In 2001, the Theatergroep Hollandia merged with the Zuidelijk Toneel from Eindhoven to form ZT Hollandia, which brought the company better working conditions, but also heavier obligations, such as extended tours in Holland. In 2002, audiences were able to see its production of Euripides’s “Bacchae” at the Vienna International Festival, in Athens and in the Ruhr district. Furthermore, since 2001 Simons has been a regular guest director at German-language theatres, frequently working on coproductions with the ZT Hollandia. He achieved an impressive success in 2003 with his intelligent staging of Heiner Müller’s “Anatomy Titus Fall of Rome” featuring the company of the Munich Kammerspiele, which was marked by a deliberate awkwardness on account of its rejection of all theatricality: this was an intellectual drama of thought that adopted the gestus of a parliamentary democracy to reflect on the causes of terror and violence. The stage set designed by Bert Neumann consisted of the stalls of a theatre where the actors sat like voyeurs gazing at themselves, but also like members of a parliament – and mirror images of the audience. The production did not represent Shakespeare’s orgies of violence on stage, but this made the language and the imaginative impact of the play all the more brutal. The staging was invited to the Berliner Theatertreffen in 2004.

Simons was represented at the Theatertreffen again a year later with his thoroughly benevolent stage adaptation of Michel Houellebecq’s novel “The Elementary Particles, which concentrated on the love stories of the two brothers. The director sent five excellent actors (André Jung, Robert Hunger-Bühler, Sylvana Krappatsch, Yvonne Jansen and Chris Nietvelt) out onto a corrugated iron sheet placed over the front rows of the auditorium, where they entered the force field of his anti-ornamental theatre with its narrative style stripped of all redundancies. In November 2005, Frank Baumbauer took this celebrated staging from the Schauspielhaus Zurich to the Munich Kammerspiele, where Simons is a regular guest director.
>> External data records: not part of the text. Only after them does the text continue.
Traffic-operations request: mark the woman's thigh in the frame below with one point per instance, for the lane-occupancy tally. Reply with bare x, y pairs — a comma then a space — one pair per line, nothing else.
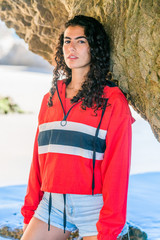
95, 238
38, 230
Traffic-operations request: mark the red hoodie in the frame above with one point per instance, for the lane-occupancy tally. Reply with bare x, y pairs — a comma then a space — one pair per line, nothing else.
64, 149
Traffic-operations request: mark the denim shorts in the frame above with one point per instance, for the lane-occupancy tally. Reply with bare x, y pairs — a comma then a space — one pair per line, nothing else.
82, 212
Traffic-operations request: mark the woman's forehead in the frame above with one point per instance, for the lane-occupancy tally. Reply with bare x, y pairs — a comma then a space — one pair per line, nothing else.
74, 32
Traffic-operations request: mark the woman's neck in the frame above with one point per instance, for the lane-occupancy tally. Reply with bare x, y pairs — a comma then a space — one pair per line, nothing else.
78, 78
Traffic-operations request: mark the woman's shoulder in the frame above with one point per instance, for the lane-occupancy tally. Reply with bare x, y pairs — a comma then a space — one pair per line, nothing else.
114, 93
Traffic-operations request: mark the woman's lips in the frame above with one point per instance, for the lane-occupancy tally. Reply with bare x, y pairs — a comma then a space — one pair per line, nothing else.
72, 57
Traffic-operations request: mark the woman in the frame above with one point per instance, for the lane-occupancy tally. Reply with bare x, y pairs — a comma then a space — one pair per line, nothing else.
81, 161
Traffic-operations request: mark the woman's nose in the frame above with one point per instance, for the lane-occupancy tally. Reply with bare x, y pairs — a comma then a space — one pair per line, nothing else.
72, 46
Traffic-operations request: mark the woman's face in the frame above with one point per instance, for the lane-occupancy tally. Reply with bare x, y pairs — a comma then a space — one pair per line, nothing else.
76, 49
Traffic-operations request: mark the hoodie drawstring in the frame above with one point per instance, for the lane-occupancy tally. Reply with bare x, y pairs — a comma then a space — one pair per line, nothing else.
94, 147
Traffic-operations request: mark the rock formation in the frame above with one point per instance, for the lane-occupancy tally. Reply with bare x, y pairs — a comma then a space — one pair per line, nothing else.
134, 29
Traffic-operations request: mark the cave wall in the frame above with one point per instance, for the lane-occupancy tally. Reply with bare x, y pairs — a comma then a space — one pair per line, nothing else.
134, 29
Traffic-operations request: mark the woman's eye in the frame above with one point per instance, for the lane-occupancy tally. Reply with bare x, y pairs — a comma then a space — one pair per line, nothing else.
81, 41
67, 41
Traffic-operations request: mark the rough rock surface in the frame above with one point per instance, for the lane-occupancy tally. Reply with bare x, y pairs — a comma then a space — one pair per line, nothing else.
134, 28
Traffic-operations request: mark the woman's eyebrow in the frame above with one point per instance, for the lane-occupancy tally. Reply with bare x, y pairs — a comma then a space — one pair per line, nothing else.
76, 37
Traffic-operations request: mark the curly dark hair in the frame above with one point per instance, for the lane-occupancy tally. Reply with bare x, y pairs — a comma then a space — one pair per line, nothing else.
99, 75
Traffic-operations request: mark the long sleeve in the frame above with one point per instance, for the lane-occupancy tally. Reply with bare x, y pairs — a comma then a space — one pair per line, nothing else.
33, 194
115, 171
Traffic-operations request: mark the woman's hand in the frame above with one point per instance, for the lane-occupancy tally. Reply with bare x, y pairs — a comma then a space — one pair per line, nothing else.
24, 227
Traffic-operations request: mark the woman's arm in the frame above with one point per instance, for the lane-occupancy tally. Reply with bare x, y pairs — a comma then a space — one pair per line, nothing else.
33, 194
115, 171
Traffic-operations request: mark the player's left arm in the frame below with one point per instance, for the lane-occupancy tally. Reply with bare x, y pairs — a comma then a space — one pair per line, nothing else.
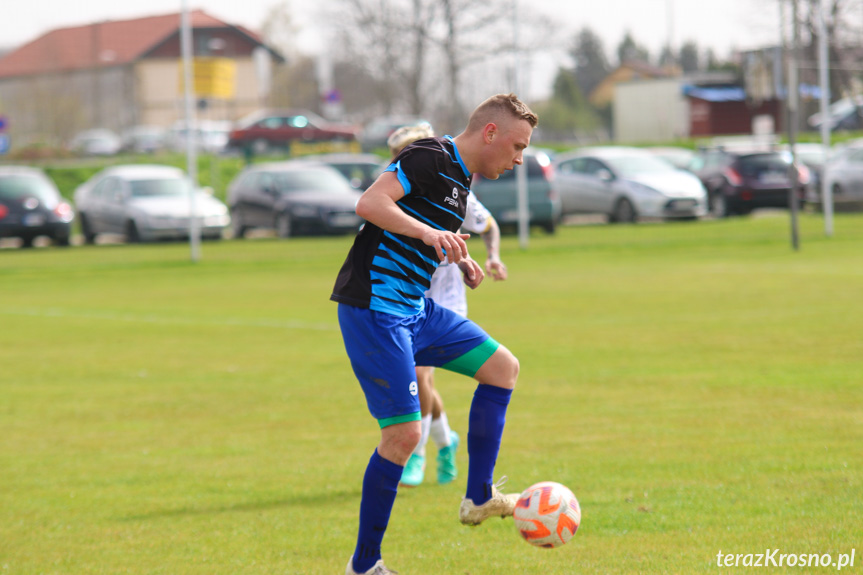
378, 206
471, 272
Whether in his cool, epically simple staging of “The Ten Commandments” (based on the “The Decalogue 1 – 10” films and stories by Krysztof Kieslowski) or in his postcolonial textual exploration “Robinson Crusoe, the Woman and the Negro” (based on “Foe”, a novel by J. M. Coetzee, the South African Nobel Literature Laureate), Simons is always politically motivated in claiming the theatre as a locus for thought. He distrusts conventional dramaturgies, impressive performances and the effects of illusionistic, empathetic and visual theatre. He prefers to cultivate intellectual discourse on the stage. However, his minimalism is occasionally heavy going, and some of his work can be excessively dry or theory-laden.

Simons’s last work with ZT Hollandia was “Fort Europa”, a kaleidoscopic reckoning with the new century based on a text by Tom Lanoye that was premiered in 2005 during the Vienna International Festival in a busy concourse at the Südbahnhof, one of Vienna’s main railway stations. In September 2005, he moved to NTGent, the former Publiekstheater in Ghent, as its artistic manager. He made his debut there directing “Platform”, based on another novel by Houellebecq. With productions by young directors and a permanent core of eight actors – including Elsie de Brauw, Aus Greidanus Jr. and Betty Schuurman from the ZT Hollandia – Simons wants to build up a repertoire at Ghent, an unusual approach for the Flemish-speaking areas of Belgium. There are plans for coproductions with other theatres, such as the Volksbühne Berlin, and guest productions by directors like Frank Castorf, Ivo van Hove, Christoph Marthaler and Jossi Wieler, while Simons will continue to work as a guest director at other theatres at least once a season.